GenomeAnalysisTK (GATK)

Z MetaCentrum
Přejít na: navigace, hledání

Description

The Genome Analysis Toolkit or GATK is a software package developed at the Broad Institute to analyse next-generation resequencing data. The toolkit offers a wide variety of tools, with a primary focus on variant discovery and genotyping as well as strong emphasis on data quality assurance.
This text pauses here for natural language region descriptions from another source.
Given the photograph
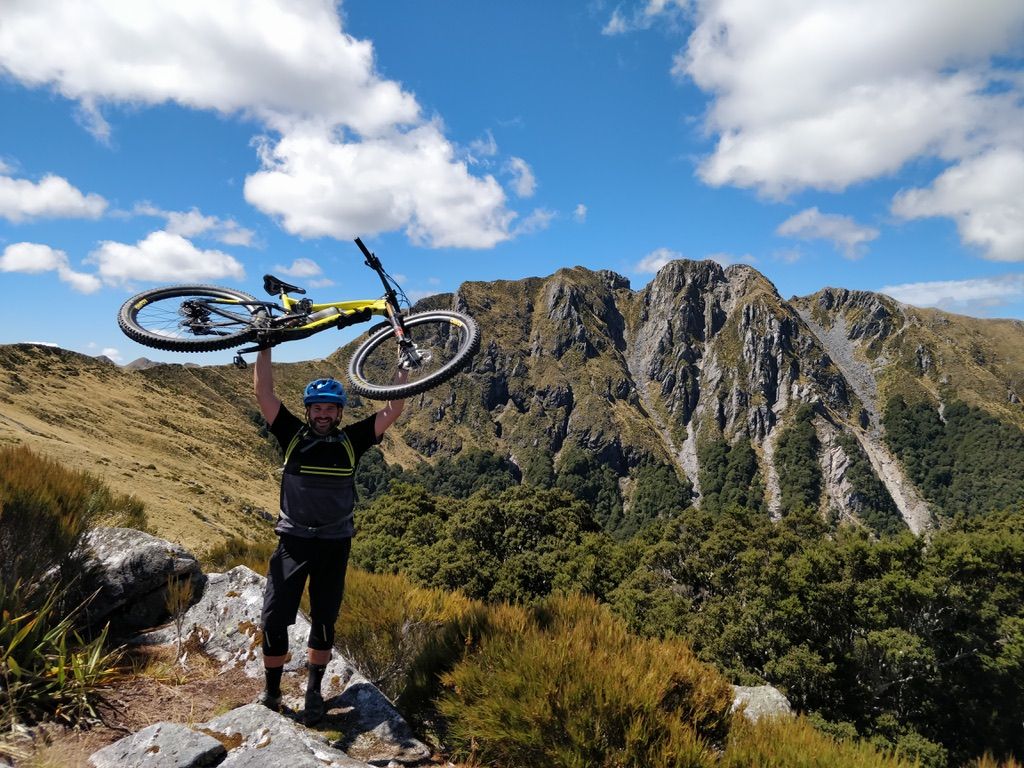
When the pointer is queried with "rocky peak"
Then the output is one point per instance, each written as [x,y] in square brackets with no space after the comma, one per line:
[867,315]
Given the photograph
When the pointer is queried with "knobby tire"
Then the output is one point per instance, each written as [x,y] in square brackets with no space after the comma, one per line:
[148,317]
[452,337]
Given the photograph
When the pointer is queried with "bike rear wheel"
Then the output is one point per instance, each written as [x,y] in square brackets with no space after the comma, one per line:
[449,339]
[189,318]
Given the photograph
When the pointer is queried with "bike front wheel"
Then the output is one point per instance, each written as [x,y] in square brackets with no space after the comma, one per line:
[189,318]
[445,342]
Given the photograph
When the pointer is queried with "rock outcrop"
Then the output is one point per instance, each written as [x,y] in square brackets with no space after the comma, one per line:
[223,624]
[130,570]
[761,701]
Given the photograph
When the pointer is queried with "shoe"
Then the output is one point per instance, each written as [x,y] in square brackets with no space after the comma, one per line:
[313,712]
[272,702]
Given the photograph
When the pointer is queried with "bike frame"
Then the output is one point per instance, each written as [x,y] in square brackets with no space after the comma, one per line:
[279,327]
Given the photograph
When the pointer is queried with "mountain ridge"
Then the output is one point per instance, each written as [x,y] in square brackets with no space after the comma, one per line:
[578,358]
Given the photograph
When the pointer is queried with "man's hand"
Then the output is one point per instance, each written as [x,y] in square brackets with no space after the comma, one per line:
[268,401]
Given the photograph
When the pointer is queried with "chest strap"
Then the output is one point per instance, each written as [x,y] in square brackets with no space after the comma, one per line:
[341,437]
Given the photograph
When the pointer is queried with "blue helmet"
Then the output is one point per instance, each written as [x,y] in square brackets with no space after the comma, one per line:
[325,390]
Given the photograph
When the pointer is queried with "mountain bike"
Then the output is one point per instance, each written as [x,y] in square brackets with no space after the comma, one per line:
[432,345]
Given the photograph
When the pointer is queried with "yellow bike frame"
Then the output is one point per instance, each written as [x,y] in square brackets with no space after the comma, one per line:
[376,306]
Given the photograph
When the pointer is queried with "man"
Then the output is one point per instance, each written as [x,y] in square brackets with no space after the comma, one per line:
[314,526]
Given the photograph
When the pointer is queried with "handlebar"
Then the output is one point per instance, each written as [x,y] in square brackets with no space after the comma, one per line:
[375,263]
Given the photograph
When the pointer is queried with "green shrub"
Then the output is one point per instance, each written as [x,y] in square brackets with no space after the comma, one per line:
[795,743]
[386,622]
[564,684]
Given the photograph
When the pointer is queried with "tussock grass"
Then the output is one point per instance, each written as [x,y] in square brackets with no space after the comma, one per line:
[239,551]
[795,743]
[386,624]
[564,684]
[47,670]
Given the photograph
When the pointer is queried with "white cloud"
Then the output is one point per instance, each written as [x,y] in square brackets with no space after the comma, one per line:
[819,94]
[34,258]
[984,196]
[843,231]
[279,59]
[963,295]
[481,148]
[523,182]
[162,257]
[318,185]
[655,260]
[299,268]
[350,152]
[52,197]
[193,223]
[643,16]
[538,220]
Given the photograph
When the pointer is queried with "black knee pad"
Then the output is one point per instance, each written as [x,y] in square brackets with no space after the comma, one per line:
[274,641]
[321,636]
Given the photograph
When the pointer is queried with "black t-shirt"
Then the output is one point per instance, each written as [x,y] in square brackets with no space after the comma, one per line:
[316,488]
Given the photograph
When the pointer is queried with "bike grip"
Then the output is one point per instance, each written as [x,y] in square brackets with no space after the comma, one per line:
[366,251]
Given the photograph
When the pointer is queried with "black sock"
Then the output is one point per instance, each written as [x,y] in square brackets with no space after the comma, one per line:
[315,676]
[273,679]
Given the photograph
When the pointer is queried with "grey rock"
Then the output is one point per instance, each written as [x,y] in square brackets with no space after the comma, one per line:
[225,625]
[267,739]
[162,745]
[130,570]
[760,701]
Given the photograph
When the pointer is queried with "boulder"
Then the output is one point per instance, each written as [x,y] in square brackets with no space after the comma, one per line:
[760,700]
[251,736]
[162,745]
[130,570]
[224,625]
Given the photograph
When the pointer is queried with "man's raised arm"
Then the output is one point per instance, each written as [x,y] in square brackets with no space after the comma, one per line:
[269,403]
[387,415]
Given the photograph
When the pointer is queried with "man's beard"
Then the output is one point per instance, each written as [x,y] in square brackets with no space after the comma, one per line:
[323,430]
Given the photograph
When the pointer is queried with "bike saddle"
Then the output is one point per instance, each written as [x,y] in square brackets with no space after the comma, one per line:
[276,287]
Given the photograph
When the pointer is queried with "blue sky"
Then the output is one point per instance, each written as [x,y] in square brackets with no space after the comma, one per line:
[865,144]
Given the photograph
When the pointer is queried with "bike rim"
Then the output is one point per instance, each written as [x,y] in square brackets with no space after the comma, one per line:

Its robust architecture, powerful processing engine and high-performance computing features make it capable of taking on projects of any size.

Availability

Versions 2.7-2, 3.7, 3.8-0 and 4.0.1.0 are freely available to users.

Available modules:

  • gatk-2.7.2
  • gatk-3.7
  • gatk-3.8-0
  • gatk-4.0.1.0

Licence

BSD 3-clause "New" or "Revised" license

Use

Version 4.0.1.0

First, you have to prepare your environment by executing:

 module load gatk-4.0.1.0

GATK 4 version has a wrapper script gatk, which significantly simplifies commands. Now, you can just run

  gatk --help    # to print help
  gatk --list    # to list of all available tools inside the toolkit

to get a list of all available tools in the toolkit. This is the basic structure of invocation of a tool named ToolName:

  gatk [--java-options "jvm args like -Xmx4G go here"] ToolName [GATK args go here]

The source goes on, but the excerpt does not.